Campeão inesperado na Rio 2016 foi inspiração

Ele dedicou a conquista à sua mãe, Ana Rita, enfermeira e que também já praticou o judô. Ele afirma que precisou sair de casa para melhorar o seu jogo e que se sentiria bem trazendo algo de concreto para a sua mãe na próxima vez que se encontrarem. Devido aos Jogos Olímpicos de Tóquio eles estavam se vendo esporadicamente, mas Cargnin conta que a conexão dele com a mãe e a irmã é muito grande.

Essas emoções são carregadas para outras pessoas de seu círculo também, como a Sensei Yuko Fujii - "pensei em como ela nunca desistiu de mim". Cargnin ainda revelou ter sido inspirado pela inesperada conquista do italiano Fabio Basile, em sua categoria (66kg) na Olimpíada do Rio. "Ali eu vi uma esperança. Se alguém que não era cotado conseguiu ser campeão, porque eu não?".

Foto: Breno Barros/rededoesporte.gov.br

Gaúcho de 23 anos, ele se mostrou muito reservado e grato por tudo que vive. "Tive um pouco de humildade. Agora eu posso passar para o povo do Brasil um pouco de esperança", contou. Ele ainda diz ter percebido que o italiano Lombardo iniciou o combate com uma estratégia diferente e sentiu que poderia ser um respeito por ele, resolvendo explorar isso. Um dos jornalistas presentes brincou: "mas você consegue pensar em tudo isso na luta?" 

Eu sempre considerei um atleta muito estratégico. O que eu posso fazer, qual pegada eu posso dificultar. Ele é um cara mais tranquilo, confiante. Então eu pensei que se eu quebrar essa confiança dele, já é meio passo andado para a vitória

Outro momento em que deixou claro o quanto ele estuda seus resultados e adversários é quando sabia exatamente o retrospecto diante de certos adversários e como isso o ajudou na disputa pelo bronze. " Contra Shmailov, eu havia ganho a última (no Grand Prix de Tel Aviv) e ele deve lembrar". Já sobre o italiano, a quem já tinha retrospecto positivo, ele ainda aponta "pelo menos, quando a gente lutou, eu ganhei, e ele sabia disso", acredita.

Emoções são muito importantes para judoca medalhista de bronze

Daniel Cargnin era conhecido por estar sempre na disputa pelas medalhas e ter um estilo particular, um tanto diferente do judô masculino em geral. Porém, ele nunca teve grandes resultados no circuito, em geral, chegando nas disputas de medalha, mas caindo. A exceção, antes do bronze olímpico, foi a conquista do Grand Slam de Brasília, em 2019.

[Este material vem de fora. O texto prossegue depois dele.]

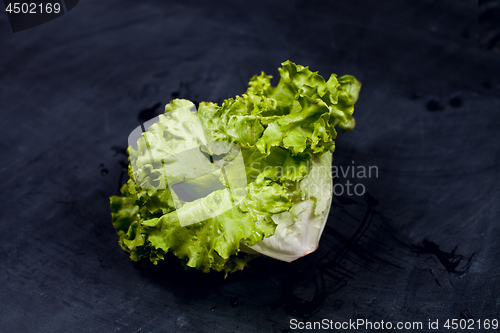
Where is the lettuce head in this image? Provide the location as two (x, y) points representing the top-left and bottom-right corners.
(110, 61), (361, 275)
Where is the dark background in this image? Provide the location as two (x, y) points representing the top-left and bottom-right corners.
(0, 0), (500, 332)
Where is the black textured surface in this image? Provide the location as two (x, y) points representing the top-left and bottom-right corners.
(0, 0), (500, 333)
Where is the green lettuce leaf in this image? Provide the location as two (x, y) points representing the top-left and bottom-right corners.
(110, 61), (361, 275)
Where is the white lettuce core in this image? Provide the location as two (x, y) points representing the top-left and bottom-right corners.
(242, 152), (333, 262)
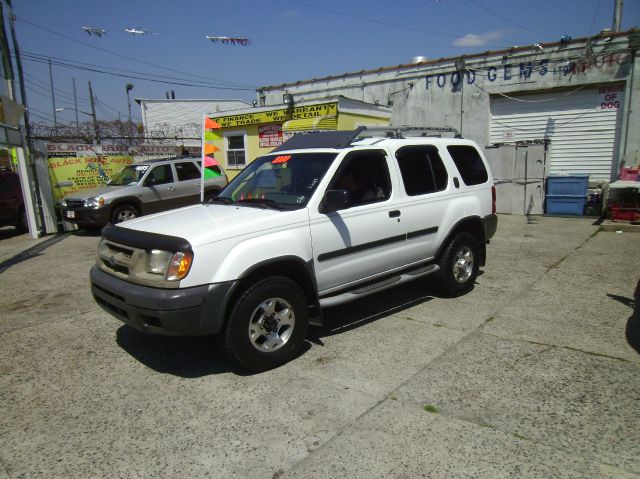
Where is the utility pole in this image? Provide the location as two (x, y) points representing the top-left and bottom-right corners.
(0, 1), (16, 101)
(124, 83), (133, 123)
(2, 0), (44, 235)
(89, 82), (100, 145)
(612, 0), (622, 32)
(49, 58), (58, 129)
(73, 77), (80, 128)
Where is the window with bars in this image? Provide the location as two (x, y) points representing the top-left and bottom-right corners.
(226, 135), (245, 168)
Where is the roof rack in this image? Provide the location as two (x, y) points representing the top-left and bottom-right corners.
(358, 125), (462, 138)
(272, 126), (461, 152)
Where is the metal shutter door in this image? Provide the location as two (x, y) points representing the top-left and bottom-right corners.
(490, 86), (624, 181)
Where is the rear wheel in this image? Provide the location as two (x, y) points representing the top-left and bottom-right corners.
(438, 231), (480, 297)
(111, 205), (139, 225)
(225, 276), (309, 372)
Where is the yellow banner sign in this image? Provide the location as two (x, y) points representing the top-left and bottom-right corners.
(48, 155), (133, 202)
(214, 103), (338, 128)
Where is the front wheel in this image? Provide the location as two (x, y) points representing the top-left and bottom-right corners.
(225, 276), (309, 372)
(438, 231), (480, 297)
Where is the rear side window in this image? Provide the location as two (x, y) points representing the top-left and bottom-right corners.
(176, 161), (200, 181)
(447, 145), (489, 186)
(396, 145), (448, 196)
(145, 164), (173, 185)
(0, 178), (11, 193)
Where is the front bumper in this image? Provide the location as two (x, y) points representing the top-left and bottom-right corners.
(90, 266), (236, 336)
(62, 206), (110, 226)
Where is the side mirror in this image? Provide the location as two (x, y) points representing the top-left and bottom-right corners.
(144, 176), (156, 186)
(320, 190), (350, 213)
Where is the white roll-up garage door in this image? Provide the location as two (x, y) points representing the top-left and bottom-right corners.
(491, 84), (624, 181)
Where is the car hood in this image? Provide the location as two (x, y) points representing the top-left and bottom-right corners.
(65, 185), (129, 200)
(118, 204), (309, 247)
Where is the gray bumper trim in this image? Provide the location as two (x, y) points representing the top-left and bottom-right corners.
(90, 266), (235, 336)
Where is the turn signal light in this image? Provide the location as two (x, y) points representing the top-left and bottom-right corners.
(167, 252), (193, 281)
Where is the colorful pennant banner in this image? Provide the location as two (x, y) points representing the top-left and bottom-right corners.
(200, 115), (222, 201)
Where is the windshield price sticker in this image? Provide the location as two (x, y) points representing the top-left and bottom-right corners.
(271, 155), (291, 165)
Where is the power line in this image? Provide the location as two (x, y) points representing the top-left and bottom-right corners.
(25, 52), (255, 90)
(24, 54), (254, 91)
(25, 79), (78, 101)
(17, 20), (255, 89)
(25, 72), (89, 103)
(464, 0), (552, 38)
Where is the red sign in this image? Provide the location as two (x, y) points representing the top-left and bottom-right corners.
(258, 123), (282, 148)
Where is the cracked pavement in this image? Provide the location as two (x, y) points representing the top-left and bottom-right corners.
(0, 215), (640, 478)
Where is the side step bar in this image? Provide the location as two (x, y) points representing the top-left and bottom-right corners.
(320, 264), (440, 308)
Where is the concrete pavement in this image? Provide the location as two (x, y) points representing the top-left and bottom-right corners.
(0, 216), (640, 478)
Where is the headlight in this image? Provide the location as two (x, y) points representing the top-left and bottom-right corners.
(147, 249), (193, 281)
(82, 196), (104, 208)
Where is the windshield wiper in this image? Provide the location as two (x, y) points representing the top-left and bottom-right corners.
(236, 198), (283, 210)
(205, 196), (233, 205)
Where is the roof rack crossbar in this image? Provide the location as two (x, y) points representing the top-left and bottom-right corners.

"Eu sempre fui emotivo. As melhores competições que eu fiz parece que tinha um propósito para aquilo. Muitas vezes eu ouvia do professor Ney Wilson para acreditar. E às vezes era difícil: 'por que eu?', sabe? Eu lembro que em Brasília, que eu ganhei, eu estava um pouco machucado. E eu comecei a me perguntar por quê ganhei, até minha mãe ter lembrado que fazia tempo que ela não me via lutar e eu vi que foi um diferencial".

"Eu me sentiria bem voltando para casa dando algo de concreto para minha mãe. Depois da convocação, eu me sinto em paz para voltar para casa e ficar em casa. e ela sempre gostou muito da minha companhia. Minha mãe fez judô, ela me esperava nos treinos, ficava preocupada quando eu tava no ponto de ônibus às 10 da noite. E aqui em Hamamatsu (base do judô), eu tenho que agradecer a quem não aparece mas é fundamental".
hifumi abe e daniel cargnin no tatame

Uma dessas pessoas é David Lima, seu sparring e colega de treino da Sogipa que foi para o Japão para ser seu sparring. Outro é Felipe Kitadai, medalhista de bronze nos 60kg em Londres 2012, e outro membro da Sogipa.

"Ele me dava a dica lá no clube que poderia ser a minha única Olimpíada. Essa dica me ajudou muito. Cada segundo eu não estava cansando, mas aproveitando. A cada luta que passava eu pensava 'é meu tempo no tatame'. Na luta do terceiro eu pensei que já estava bem feliz porque estava muito tempo na luta... mas ficaria mais feliz com o bronze".

Mas ainda tem mais espaço para melhorar. A respeito de Abe, ele disse que tentou não se abalar com o favoritismo do japonês e foi para cima. "Eu sabia que seria uma luta dura. E eu saí feliz porque em nenhum momento eu baixei a cabeça. Eu ficaria chateado comigo se tivesse perdido porque eu não acreditei. É um adversário bem difícil, mas se eu acreditei e se cheguei no bronze, o próximo passo é chegar mais". Que Abe se cuide em Paris!